Mixed Plate Special is the new media venture of Hawai’i writer Catharine Lo, an artistic, moving chronicle of modern life in the Hawaiian Islands featuring stories from Hawai’i’s people. Much of the site content comes from readers, mirroring the new media paradigm shift. “Our media is how we interpret the world,” writer Lo, “and your perspective matters.”

Anxious to be a part of such a considered, forward-thinking new media source, I wrote a straight review of The Bestiary, and it is this week’s daily special.

Check MPS out and start creating your own stories.

The Bestiary
By Nicholas Christopher
Dial Press

Reviewed by Christine Thomas

Forget critics’ comparisons to the The Da Vinci Code or the plot’s seeming sci-fi/fantasy genre—Nicholas Christopher’s fifth novel may have a healthy dose of whimsy but it’s no standard adventure story. The Bestiary is instead a well-imagined, meticulously researched, lyrical tale not only of the mythical foundations of society but of one man’s inner journey to find his place in the world.

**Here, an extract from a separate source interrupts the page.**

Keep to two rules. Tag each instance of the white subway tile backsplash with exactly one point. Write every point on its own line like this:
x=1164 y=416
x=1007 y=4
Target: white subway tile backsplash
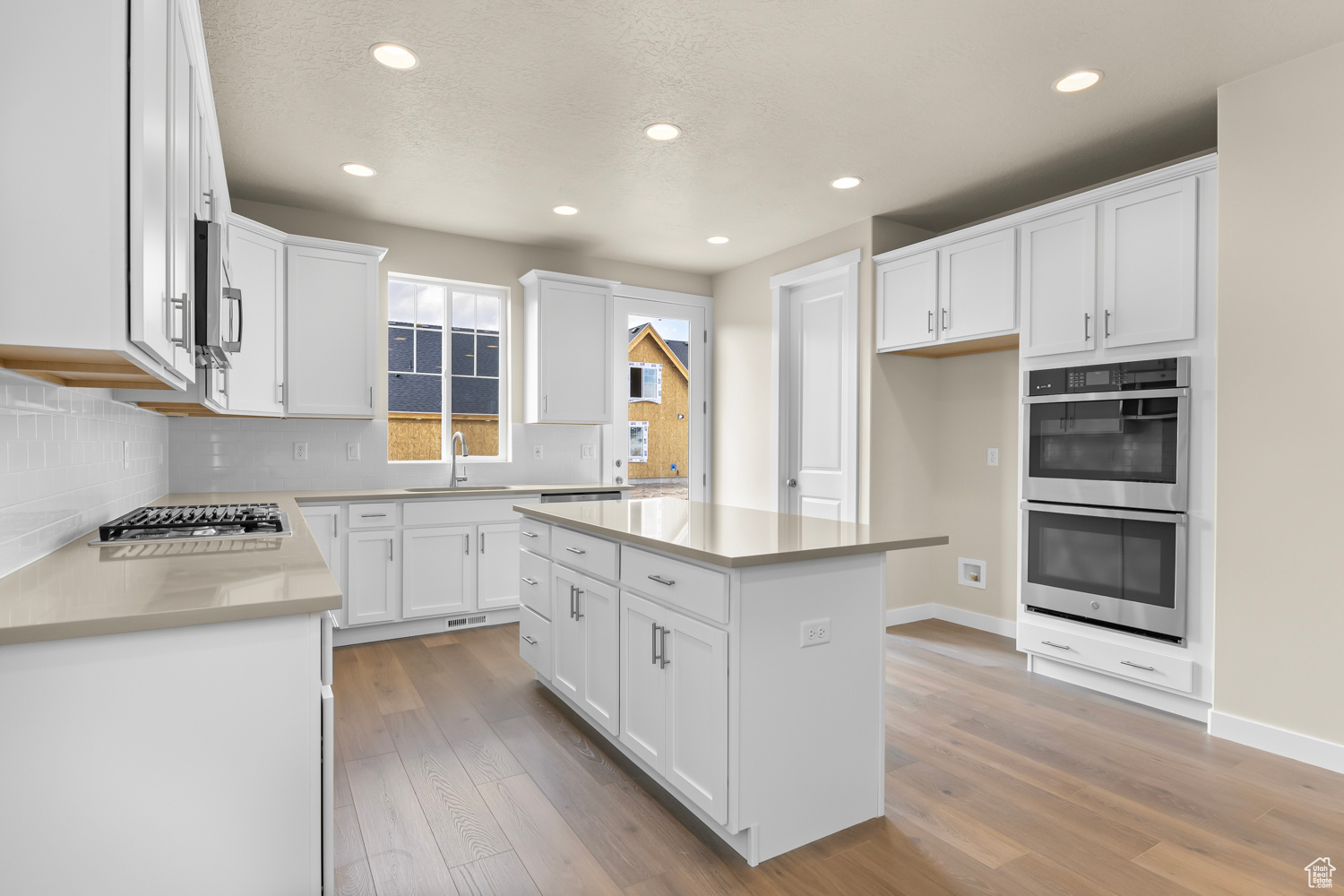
x=61 y=465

Xeno Atlas, the book’s narrator and shy, quiet hero, is introduced inside the dark Bronx apartment where he is raised with his Sicilian grandmother’s fairy tales and the rare presence of his father—a reticent shipman from Crete whom Xeno calls “the first beast I laid eyes on.” If that first line weren’t enough, Christopher’s beautiful rendering of the nature and impact of his father’s distance affirms readers’ careful attention and compassion for his son:

“He had a disarming method of keeping you uninformed: he maintained a silence so profound that when he did share a few elusive facts, it felt like a deluge, until later you realized he had told you nothing.”

It’s no wonder the prose captivates from the start, or that Xeno retreats from this painful experience into his imagination. But in high school, this childhood coping device morphs into an isolating obsession with researching real and imagined animals. Before long Xeno is consumed with finding the elusive and rumored destroyed Caravan Bestiary—an apocryphal book (invented by Christopher) detailing the extraordinary creatures refused passage on Noah’s Ark.

But this simple design, based in small part on Christopher’s own upbringing, belies a more complex plot of cerebral, emotional and spiritual discovery; for Xeno is not merely seeking a rare book and its accompanying academic success but, like us all, searching for something lost within himself. The novel’s swift yet spotless pace spans centuries of global history and alights in places like Maine, Venice, Honolulu and Moloka‘i, but these are just intriguing backdrops for a deeper exploration of Xeno’s painful and isolated upbringing and adulthood.

When, after Xeno is wounded in Viet Nam, the novel stops in Hawai`i—Christopher is a frequent visitor—he recovers his passion for the Caravan Bestiary but also connects with his enigmatic teacher and heals physical and spiritual war wounds. When in Sicily he finds clues about the book, he also discovers his heritage. And in a novel filled with beastly people as well as animals, it is above all humans—particularly three-dimensional characters like his best friend Bruno and secret love Lena, who grow up believably as the novel unfolds—and their actions that define the arc and meaning of his journey.

An undeniable accomplishment of detail and imagination, The Bestiary is grounded in historical and scientific fact—including extinction, animals rights and religion—yet in the end, Xeno’s dreams help him uncover something magical in the world and right in front of him. This delicate plaiting of imagination and reality blurs their boundaries, convincing readers to see the real as fantastical and the magical as believable. As Xeno reflects, “In a world of infinite metamorphoses—only a fraction of which we’re privy to—who can cleanly separate the fantastical from the commonplace?” More importantly, the novel asks: “Who would want to?”